Data Is Plural

... is a weekly newsletter of useful/curious datasets.

2020.02.12 edition

Banking crises, Europe in translation, simulated hurricanes, arXiv metadata, and the greatest hip-hop tracks of all time.

Banking crises. Luc Laeven and Fabián Valencia — economists at the European Central Bank and the International Monetary Fund, respectively — have built and maintain a dataset of systemic banking crises, like those that rippled across the globe in 2008. First published in 2008 and most recently updated in 2018, the dataset covers on 151 crises affecting 118 countries from 1970 to 2017. For each episode, the dataset provides the starting and ending dates, policy responses, output loss, fiscal cost, increase in public debt, and more. [h/t Erik Gahner Larsen]

Europe in translation. IATE is the European Union’s official terminology database, containing translations for words and phrases such as “orange juice,” “climate change policy”, and “competence of the Member States.” (That’s succo d’arancia in Italian, ilmastonmuutospolitiikka in Finnish, and tagállami hatáskör in Hungarian.) Over the past 20+ years, the project has accumulated more than 970,000 entries, translated into nearly 8 million phrasings in 25 languages. You can search the entries online or download the entire dataset as a single XML file. [h/t Laura Solana Garzón]

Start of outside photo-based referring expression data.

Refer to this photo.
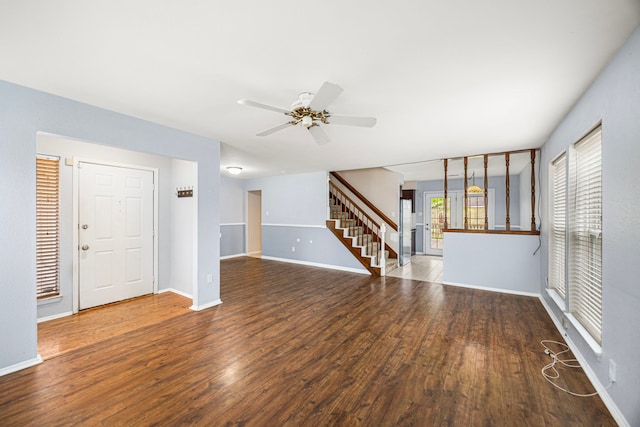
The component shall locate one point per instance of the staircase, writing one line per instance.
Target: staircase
(359, 233)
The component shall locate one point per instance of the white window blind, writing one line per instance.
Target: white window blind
(585, 234)
(47, 226)
(557, 232)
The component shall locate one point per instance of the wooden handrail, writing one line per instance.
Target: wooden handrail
(365, 201)
(341, 193)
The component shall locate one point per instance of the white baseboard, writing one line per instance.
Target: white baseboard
(486, 288)
(175, 291)
(232, 256)
(54, 316)
(205, 306)
(20, 366)
(316, 264)
(593, 378)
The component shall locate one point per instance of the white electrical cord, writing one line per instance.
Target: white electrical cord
(569, 363)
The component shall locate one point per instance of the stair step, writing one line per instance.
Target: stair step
(355, 231)
(364, 239)
(346, 223)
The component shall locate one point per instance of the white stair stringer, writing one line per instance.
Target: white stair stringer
(368, 248)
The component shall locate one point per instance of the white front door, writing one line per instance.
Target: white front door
(115, 233)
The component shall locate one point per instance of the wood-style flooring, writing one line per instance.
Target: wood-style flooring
(304, 346)
(422, 267)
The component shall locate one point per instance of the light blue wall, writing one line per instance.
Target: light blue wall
(508, 262)
(65, 148)
(614, 99)
(294, 213)
(497, 183)
(232, 217)
(24, 112)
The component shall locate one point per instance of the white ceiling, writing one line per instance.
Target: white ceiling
(443, 78)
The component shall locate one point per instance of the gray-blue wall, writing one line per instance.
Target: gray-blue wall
(614, 99)
(232, 217)
(497, 183)
(24, 112)
(294, 212)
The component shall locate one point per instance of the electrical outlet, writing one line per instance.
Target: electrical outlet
(612, 371)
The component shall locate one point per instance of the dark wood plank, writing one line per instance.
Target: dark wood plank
(296, 345)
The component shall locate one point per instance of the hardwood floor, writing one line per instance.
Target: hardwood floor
(422, 267)
(296, 345)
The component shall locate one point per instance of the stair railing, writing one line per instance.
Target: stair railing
(353, 216)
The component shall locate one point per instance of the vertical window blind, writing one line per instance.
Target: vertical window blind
(557, 232)
(585, 234)
(47, 226)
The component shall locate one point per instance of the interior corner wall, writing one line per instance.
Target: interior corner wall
(613, 99)
(233, 225)
(182, 237)
(23, 113)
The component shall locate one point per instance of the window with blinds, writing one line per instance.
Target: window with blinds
(47, 226)
(557, 226)
(585, 234)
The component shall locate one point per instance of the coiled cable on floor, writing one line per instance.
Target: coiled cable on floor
(550, 372)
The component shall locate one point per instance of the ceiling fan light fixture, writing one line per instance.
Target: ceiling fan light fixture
(307, 121)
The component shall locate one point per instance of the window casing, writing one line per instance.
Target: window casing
(557, 227)
(585, 234)
(47, 227)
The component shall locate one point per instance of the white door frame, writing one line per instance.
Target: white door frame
(76, 205)
(426, 237)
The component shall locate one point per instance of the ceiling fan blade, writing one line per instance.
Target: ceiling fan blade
(275, 129)
(325, 95)
(319, 135)
(351, 121)
(263, 106)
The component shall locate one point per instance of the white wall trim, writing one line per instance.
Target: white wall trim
(176, 291)
(54, 316)
(593, 378)
(20, 366)
(317, 264)
(233, 256)
(294, 225)
(488, 288)
(205, 306)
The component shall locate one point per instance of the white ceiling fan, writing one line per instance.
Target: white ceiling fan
(309, 111)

Tropical cyclone simulations. A team of scientists have used historical hurricane and typhoon data to simulate a 10,000 plausible years of cyclone activity. The dataset covers the world’s most active “basins” — the areas where cyclones form — and includes each simulated storm’s path, maximum wind speed, average pressure, and more. [h/t Jose A Cañizares]

arXiv metadata. Founded nearly 30 years ago, arXiv is an open-access repository of more than 1,600,000 scholarly articles — typically “preprints” of papers, uploaded by the authors before being peer-reviewed — in physics, math, computer science, statistics, economics, and several other fields. The website participates in Open Archives Initiative, providing metadata on uploaded articles through the initiative’s protocol; it also has an API. Last summer, computer science student Bora M. Alper collected the metadata for all the site’s papers and published it as a single file.

Biggie data. What are the greatest hip-hop songs of all time? Last year, the BBC posed that question to more than 100 artists, producers, critics, and other experts, asking each to rank their top five tracks. (Notorious B.I.G.’s “Juicy” nabbed the highest rating.) Software engineer Simon Jockers has turned the responses into a structured dataset and visualized the results.